Le 5 mars 2026, l’intimé a conclu au fond.
MOTIFS
L’article 906-1 du code de procédure civile dispose : 'Lorsque l’affaire est fixée à bref délai par le président de la chambre, l’appelant signifie la déclaration d’appel dans les vingt jours de la réception de l’avis de fixation qui lui est adressé par le greffe à peine de caducité de la déclaration d’appel relevée d’office par le président de la chambre saisie ou le magistrat désigné par le premier président.
Si l’intimé constitue avocat avant la signification de la déclaration d’appel, il est procédé par voie de notification à son avocat.
Dans tous les cas, une copie de l’avis de fixation à bref délai est jointe.

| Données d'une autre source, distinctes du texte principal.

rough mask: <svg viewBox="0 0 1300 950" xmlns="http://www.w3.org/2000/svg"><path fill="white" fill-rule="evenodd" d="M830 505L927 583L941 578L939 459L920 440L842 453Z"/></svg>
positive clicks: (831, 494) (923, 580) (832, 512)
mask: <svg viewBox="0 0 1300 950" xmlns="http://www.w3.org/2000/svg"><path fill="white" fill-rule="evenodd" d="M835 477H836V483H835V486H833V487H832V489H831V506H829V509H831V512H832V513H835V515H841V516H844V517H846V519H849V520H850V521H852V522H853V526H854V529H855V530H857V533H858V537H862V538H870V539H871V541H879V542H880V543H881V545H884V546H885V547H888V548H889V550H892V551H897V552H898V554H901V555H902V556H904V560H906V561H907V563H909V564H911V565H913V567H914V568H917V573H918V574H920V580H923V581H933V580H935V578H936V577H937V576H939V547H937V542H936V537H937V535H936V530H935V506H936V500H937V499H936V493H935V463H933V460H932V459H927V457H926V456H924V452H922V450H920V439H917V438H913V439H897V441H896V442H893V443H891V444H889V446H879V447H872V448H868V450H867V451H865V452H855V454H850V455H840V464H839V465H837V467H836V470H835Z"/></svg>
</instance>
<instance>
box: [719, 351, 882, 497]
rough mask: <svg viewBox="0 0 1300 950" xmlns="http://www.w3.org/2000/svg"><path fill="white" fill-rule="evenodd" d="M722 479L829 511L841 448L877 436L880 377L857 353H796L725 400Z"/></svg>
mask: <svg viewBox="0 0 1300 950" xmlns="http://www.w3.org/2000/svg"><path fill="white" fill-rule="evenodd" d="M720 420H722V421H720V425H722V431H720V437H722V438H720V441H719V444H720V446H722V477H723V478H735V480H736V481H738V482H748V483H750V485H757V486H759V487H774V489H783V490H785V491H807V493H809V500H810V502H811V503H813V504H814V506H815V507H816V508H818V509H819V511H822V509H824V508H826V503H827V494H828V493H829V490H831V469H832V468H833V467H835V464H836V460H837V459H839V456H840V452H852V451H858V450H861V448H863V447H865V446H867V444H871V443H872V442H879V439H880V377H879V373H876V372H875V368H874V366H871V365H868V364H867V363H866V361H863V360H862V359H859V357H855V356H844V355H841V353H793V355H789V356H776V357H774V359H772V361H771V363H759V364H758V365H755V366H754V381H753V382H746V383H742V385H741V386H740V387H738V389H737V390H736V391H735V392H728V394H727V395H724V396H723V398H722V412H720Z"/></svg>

A peine de nullité, l’acte de signification indique à l’intimé que, faute pour lui de constituer avocat dans un délai de quinze jours à compter de celle-ci, il s’expose à ce qu’un arrêt soit rendu contre lui sur les seuls éléments fournis par son adversaire et que, faute de conclure dans le délai mentionné à l’article 906-2, il s’expose à ce que ses conclusions soient déclarées d’office irrecevables.'
En l’espèce, l’appelant n’a pas justifié de la signification de la déclaration d’appel dans les vingt jours suivant l’avis de fixation qui lui a été adressé par le greffe le 22 janvier 2026 . Le délai expirait le mercredi 11 février 2026 à minuit. Si le conseil de l’appelant justifie de circonstances tragiques ayant conduit à l’hospitalisation en urgence d’un proche du 17 au 19 février 2026, ces éléments sont postérieurs de plusieurs jours à l’acquisition du délai.
La caducité de la déclaration d’appel sera donc prononcée.
La tardiveté de l’appel ne peut par contre être opposée à l’appelant alors que les mentions erronées figurant dans la notification de l’acte d’appel n’ont pu faire courir les délais.
L’équité justifie qu’aucune condamnation ne soit prononcée à l’encontre de l’appelant au titre des frais irrépétibles.
L’appelant qui succombe conservera par contre à sa charge les dépens.
PAR CES MOTIFS
Le Président spécialement désigné, statuant publiquement
Prononce la caducité de la déclaration d’appel de la société [3] en date du 16 janvier 2026,
Dit n’y avoir lieu à condamnation sur le fondement de l’article 700 du code de procédure civile,
Condamne la société [4] éventuels dépens de la présente procédure sur incident,
Rappelle que la présente ordonnance peut être déférée à la cour dans les 15 jours à compter de ce jour.